Capítulo V: El ciclo no termina
Llamaron a la policía, claro. Bajaron al sótano, pero cuando regresaron, la respuesta fue la que yo temía. El sótano estaba vacío. No había símbolos, ni mesa de piedra, ni muñeca. Nada.
Y el Goyo… nunca apareció. Se lo tragó la tierra.
Dejé el trabajo, claro. La pala, el pico, el cemento. Me mudé lejos, a otra ciudad, tratando de olvidar ese olor a tierra podrida y encierro. Pero desde entonces, no puedo acercarme a ninguna obra en construcción sin sentir ese aire denso, ese escalofrío que parece salir del cemento fresco.
Hace unas semanas, mientras caminaba por una construcción nueva en la periferia de la ciudad, escuché a unos obreros en un descanso.
—¿Viste la figura vieja que encontramos bajo los cimientos de la casa demolida? —dijo uno.
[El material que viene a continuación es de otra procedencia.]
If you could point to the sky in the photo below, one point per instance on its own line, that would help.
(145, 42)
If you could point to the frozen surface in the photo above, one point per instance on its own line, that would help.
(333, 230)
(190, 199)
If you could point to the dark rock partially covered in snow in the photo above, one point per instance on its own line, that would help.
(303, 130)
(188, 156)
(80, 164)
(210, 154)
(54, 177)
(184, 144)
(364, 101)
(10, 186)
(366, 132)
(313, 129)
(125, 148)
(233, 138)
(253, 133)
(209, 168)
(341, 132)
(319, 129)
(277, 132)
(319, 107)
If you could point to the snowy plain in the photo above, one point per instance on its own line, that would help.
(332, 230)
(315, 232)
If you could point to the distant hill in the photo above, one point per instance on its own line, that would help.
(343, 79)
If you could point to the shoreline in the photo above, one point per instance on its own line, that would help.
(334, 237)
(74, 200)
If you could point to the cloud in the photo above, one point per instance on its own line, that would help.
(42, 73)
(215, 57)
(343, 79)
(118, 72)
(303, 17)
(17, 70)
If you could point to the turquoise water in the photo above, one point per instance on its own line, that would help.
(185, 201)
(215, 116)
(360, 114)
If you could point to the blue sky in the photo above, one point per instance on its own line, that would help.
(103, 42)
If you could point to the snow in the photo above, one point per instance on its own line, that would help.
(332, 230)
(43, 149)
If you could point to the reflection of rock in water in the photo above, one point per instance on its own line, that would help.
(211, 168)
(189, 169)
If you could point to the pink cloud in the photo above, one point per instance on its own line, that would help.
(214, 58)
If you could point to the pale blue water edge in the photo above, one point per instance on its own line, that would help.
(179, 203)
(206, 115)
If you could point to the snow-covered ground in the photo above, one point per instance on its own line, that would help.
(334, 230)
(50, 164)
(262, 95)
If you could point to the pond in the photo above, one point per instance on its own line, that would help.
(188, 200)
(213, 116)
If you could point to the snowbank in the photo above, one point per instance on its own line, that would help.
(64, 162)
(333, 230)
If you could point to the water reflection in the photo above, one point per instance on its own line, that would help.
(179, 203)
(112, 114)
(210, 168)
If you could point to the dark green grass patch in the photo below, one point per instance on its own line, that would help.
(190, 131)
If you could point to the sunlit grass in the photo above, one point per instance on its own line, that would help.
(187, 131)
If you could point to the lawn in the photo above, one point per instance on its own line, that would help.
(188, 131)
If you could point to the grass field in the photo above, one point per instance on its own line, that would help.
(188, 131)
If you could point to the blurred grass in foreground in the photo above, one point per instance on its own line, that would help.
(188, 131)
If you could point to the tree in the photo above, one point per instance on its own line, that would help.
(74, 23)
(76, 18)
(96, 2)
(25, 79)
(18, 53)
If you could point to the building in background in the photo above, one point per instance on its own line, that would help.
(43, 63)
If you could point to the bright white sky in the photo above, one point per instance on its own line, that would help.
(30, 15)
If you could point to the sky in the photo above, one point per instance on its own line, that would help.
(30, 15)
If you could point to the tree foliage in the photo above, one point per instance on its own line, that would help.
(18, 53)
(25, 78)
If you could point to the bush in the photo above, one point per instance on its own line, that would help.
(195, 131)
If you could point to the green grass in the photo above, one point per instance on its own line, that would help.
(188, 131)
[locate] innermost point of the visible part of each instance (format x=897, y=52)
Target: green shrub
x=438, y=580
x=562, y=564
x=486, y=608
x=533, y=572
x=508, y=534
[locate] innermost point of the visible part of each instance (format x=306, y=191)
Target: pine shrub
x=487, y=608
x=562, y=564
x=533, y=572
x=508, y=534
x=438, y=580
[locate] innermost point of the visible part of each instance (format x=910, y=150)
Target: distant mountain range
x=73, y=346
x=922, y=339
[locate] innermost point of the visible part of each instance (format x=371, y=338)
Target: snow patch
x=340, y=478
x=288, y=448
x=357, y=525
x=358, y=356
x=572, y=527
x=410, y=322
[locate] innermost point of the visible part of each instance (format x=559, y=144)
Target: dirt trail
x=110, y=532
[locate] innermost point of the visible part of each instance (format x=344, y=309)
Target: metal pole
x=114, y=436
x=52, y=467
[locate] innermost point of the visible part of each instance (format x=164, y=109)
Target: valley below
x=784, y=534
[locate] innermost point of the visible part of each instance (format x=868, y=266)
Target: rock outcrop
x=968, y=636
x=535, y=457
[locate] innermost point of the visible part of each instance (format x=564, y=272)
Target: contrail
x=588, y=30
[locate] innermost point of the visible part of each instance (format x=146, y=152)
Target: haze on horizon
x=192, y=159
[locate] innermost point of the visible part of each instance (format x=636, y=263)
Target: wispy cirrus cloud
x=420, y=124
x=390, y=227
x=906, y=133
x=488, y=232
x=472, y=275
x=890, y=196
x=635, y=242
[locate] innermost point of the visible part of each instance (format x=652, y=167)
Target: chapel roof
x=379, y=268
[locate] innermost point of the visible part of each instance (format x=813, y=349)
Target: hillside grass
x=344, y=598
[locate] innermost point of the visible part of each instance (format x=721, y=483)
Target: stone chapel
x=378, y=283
—Sí, fea como ella sola —respondió otro—. La tiramos a la basura, pero alguien la volvió a poner en el mismo lugar, sobre los restos de la losa.
—Y desde entonces —añadió el primero en voz baja—, uno de los albañiles no volvió al trabajo.
Mi sangre se heló. Me acerqué al grupo, mis manos temblando, y pregunté:
—¿Cómo se llamaba ese compañero?
El albañil se encogió de hombros.
—Gregorio. Le decían “el Goyo”.
La historia se había repetido. La muñeca, el Goyo y el hallazgo bajo el cemento. Entendí que la muñeca no abría puertas, sino que las cerraba. Había un ciclo, una maldición enterrada en el suelo, y mi amigo, en su intento por salvarme, se había convertido en la siguiente víctima, el nuevo guardián bajo el cemento. Y la búsqueda de un nuevo Goyo había empezado.
El cemento, pensé, no solo une paredes, sino que también sella los secretos más oscuros de la tierra.